Façonnable is a high-end men's and women's clothing brand founded in Nice, France by Jean Goldberg in 1950. It is currently owned by M1 Group, a holding company in Beirut, Lebanon.

==History==
The first shop, situated in rue Paradis in Nice, was opened by French master tailor, Jean Goldberg. The store was frequented by film stars in need of bespoke tuxedos and gowns for events such as the annual Cannes Film Festival.

Jean Goldberg's store gained great notoriety across the French Riviera, dressing stars of the era such as Tony Curtis and Cary Grant in Goldberg's unique style of classic tailoring with a modern twist. In 1961 Goldberg retired, his son Albert Goldberg took over the Nice workshop.

Albert Goldberg learnt the art of cutting and finishing. He created a new fashion footprint shifting it to the prêt-à-porter (ready-to-wear) market. After a visit to New York's Brooks Brothers store, Albert Goldberg produced a collection of ready to wear outfits for men and renamed the business 'Façonnable', a variation of the word "Façonner" (English: "to shape").

In 1973, boutiques were opened along the Cote d'Azur in Monte Carlo, Cannes, Saint-Tropez, and in Marseille. Throughout the 1970s, Goldberg began to collaborate with large American and European companies such as Sebago, Alden and Van's to create a shoe collection. In 1975, Albert Goldberg worked with Loro Piana, the duo creating "Façorain", an invisible membrane allowing cashmeres and luxury wools to be wind and waterproof whilst retaining their texture and breathability.

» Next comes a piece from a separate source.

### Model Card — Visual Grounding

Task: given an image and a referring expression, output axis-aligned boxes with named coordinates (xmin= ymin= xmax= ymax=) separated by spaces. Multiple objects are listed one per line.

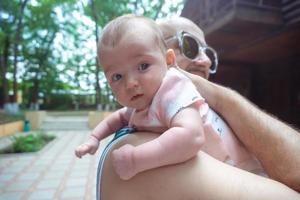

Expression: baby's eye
xmin=139 ymin=63 xmax=149 ymax=71
xmin=111 ymin=74 xmax=122 ymax=81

The first Parisian boutique opened in 1984. In 1987, the brand diversified, releasing a collection of sunglasses and optical wear. In 1988, the chain entered into a distribution agreement with US department store chain Nordstrom. Façonnable released a line of wristwatches in 1990.

Façonnable opened its first US boutique at 689 Fifth Avenue in New York City in October 1993. The French fashion house launched a unique collection geared for the modern, American woman. Two further US boutiques were opened in 1997 located on the West Coast. Following the success of its American women's collection, Façonnable released the range for general sale across Europe in 1999.

== Ownership ==
Façonnable SAS was owned by the Goldberg family until the company was sold to Nordstrom Inc. in 2000 in a cash and stock deal worth $170 million. In September 2007, Lebanese private equity group M1 Group agreed to acquire Façonnable from Nordstrom Inc., for €152.985 million (US$210 million).

M1 Group is a holding company based in Beirut, Lebanon. It was founded in the early 1980s by Taha Mikati and his politically active brother Najib Mikati, the current and former Lebanese prime minister. The M1 Group covers a range of industries, including real estate, telecommunication, energy, aviation, cement and banking. M1 Group's CEO is Azmi Mikati.